Academics may be given limited access to books banned under anti-terrorism laws, federal attorney-general Philip Ruddock said on October 2. His comments came after University of Melbourne vice-chancellor Glyn Davis wrote to Ruddock seeking clarification on the laws.
"I'll be prepared to discuss with my own officials and with state government officials as to whether or not, on a limited basis and a structured basis, material necessary for research can be made available for that particular purpose", Ruddock said on ABC TV's Lateline program.
The University of Melbourne removed three books — Defence of the Muslim Lands, Join the Caravan and The Lofty Mountain — from its library, fearing that it may be breaking laws that prevent the distribution of literature praising "terrorism" or "terrorists". The library bought the books in 2005 for a course on the subject of jihad.
University of NSW law expert Professor George Williams told the October 4 Australian that Ruddock's plan to allow reasearchers to have "structured" access to books on terrorism won't work. "It's a misunderstanding of how good research takes place.

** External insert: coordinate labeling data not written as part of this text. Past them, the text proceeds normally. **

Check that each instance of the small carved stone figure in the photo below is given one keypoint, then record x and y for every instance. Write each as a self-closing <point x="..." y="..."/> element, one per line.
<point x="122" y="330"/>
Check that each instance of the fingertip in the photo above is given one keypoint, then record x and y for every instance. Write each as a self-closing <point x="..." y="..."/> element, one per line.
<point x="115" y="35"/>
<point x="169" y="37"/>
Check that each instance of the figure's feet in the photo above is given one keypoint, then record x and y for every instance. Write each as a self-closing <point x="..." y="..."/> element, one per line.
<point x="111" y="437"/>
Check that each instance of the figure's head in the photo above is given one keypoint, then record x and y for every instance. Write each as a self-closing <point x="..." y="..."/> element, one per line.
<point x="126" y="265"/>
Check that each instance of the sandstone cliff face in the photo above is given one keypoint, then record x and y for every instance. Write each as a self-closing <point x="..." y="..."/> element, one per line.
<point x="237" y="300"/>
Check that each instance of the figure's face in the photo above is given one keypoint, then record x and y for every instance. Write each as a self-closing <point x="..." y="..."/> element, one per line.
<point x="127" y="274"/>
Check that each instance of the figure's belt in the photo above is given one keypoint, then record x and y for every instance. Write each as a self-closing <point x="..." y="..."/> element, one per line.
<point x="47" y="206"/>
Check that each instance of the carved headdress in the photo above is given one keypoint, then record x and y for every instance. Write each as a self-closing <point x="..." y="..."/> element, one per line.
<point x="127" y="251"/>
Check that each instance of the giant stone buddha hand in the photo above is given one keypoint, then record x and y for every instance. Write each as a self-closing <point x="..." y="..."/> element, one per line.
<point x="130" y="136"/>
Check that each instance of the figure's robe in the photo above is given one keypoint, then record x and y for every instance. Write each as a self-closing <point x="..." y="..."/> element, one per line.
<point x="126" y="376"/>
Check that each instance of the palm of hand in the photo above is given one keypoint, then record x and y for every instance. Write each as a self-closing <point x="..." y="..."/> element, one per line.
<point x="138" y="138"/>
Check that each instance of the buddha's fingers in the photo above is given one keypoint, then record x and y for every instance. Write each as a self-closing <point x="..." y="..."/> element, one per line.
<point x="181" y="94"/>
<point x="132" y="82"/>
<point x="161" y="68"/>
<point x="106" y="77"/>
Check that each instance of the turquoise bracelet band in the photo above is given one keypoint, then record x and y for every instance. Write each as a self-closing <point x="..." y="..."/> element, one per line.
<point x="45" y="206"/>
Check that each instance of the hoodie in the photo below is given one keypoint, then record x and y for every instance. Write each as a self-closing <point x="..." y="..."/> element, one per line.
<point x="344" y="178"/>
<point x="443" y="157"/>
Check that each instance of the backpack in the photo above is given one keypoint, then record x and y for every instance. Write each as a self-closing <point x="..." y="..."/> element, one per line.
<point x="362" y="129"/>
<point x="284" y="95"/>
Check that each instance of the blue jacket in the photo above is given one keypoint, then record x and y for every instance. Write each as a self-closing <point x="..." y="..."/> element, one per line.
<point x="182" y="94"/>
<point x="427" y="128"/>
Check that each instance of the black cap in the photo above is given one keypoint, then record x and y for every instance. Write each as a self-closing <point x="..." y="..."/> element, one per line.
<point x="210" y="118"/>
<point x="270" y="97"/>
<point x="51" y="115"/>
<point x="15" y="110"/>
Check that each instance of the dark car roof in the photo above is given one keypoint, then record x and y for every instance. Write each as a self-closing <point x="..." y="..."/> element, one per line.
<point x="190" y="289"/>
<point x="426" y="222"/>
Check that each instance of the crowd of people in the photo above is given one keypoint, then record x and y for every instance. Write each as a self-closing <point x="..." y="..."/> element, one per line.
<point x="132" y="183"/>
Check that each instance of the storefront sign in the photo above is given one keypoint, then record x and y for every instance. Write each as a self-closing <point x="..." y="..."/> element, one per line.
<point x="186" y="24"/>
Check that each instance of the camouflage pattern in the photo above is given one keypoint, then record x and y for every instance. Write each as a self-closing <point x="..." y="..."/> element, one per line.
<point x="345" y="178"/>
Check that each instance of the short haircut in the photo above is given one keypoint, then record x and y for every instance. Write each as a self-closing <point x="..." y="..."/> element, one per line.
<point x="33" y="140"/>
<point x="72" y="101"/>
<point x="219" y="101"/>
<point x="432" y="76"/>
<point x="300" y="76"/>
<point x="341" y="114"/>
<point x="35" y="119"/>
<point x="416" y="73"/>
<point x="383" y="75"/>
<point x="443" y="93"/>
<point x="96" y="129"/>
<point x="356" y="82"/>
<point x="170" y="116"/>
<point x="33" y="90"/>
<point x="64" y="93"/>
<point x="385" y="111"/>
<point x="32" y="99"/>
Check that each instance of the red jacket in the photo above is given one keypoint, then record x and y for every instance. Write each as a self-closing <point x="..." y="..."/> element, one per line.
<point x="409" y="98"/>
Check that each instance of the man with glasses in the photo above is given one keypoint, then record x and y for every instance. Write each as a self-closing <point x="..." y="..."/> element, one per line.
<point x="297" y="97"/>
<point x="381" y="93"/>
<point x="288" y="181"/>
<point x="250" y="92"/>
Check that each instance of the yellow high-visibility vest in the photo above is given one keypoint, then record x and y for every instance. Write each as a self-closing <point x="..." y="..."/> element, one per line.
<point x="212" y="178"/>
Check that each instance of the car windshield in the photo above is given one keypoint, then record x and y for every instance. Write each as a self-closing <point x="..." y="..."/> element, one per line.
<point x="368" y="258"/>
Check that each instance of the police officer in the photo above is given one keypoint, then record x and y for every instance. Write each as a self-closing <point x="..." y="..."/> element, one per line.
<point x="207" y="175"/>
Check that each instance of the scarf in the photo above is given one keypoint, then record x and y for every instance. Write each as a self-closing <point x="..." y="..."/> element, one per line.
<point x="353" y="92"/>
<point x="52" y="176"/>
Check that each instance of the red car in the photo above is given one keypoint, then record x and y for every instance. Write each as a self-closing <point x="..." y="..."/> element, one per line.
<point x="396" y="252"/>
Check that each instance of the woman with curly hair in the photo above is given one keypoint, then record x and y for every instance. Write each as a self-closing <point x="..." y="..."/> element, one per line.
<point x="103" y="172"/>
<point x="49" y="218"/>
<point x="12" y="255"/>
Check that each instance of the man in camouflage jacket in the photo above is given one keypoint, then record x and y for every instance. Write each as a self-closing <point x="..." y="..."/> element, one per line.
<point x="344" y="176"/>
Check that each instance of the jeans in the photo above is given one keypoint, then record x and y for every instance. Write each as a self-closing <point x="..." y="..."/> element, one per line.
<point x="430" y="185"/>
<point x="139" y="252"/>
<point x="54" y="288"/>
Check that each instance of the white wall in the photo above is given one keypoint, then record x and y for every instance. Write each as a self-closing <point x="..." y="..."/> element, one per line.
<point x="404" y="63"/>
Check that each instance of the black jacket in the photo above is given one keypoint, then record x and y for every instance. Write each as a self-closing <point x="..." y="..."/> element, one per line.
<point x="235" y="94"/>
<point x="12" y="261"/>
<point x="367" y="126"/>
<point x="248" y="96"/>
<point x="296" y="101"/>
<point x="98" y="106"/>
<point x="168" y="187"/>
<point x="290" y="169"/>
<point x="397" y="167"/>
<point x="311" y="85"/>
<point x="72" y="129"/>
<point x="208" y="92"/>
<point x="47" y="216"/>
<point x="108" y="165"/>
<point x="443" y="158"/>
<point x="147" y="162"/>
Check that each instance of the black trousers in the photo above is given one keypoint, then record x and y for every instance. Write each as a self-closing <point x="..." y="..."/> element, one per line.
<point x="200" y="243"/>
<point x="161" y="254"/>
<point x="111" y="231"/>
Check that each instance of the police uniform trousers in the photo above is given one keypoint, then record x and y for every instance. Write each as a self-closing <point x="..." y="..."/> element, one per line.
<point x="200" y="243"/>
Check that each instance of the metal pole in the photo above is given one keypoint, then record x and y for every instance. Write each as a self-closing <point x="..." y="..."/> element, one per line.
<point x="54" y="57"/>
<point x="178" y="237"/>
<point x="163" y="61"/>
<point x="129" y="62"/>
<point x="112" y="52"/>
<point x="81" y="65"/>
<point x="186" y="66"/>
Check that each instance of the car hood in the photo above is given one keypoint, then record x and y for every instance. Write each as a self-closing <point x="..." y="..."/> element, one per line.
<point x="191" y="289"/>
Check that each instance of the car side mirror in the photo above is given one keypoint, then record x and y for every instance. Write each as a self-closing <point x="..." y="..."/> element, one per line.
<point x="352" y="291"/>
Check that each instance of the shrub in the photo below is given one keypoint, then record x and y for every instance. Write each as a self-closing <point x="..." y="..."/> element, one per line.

If researchers have to depend upon a highly structured environment involving an array of permissions, it just won't happen ... the barriers will be too great."
Students at Melbourne University have been handing out leaflets and putting up posters around the campus explaining how the banned books can be accessed online. Student union president Bree Ahrens told Green Left Weekly: "We're not advertising these internet versions of the banned books because we agree with the political sentiment expressed in them or because we advocate terrorism. We simply believe that students and researchers have the right to read whatever they want to and that government attempts to limit intellectual freedoms must be resisted."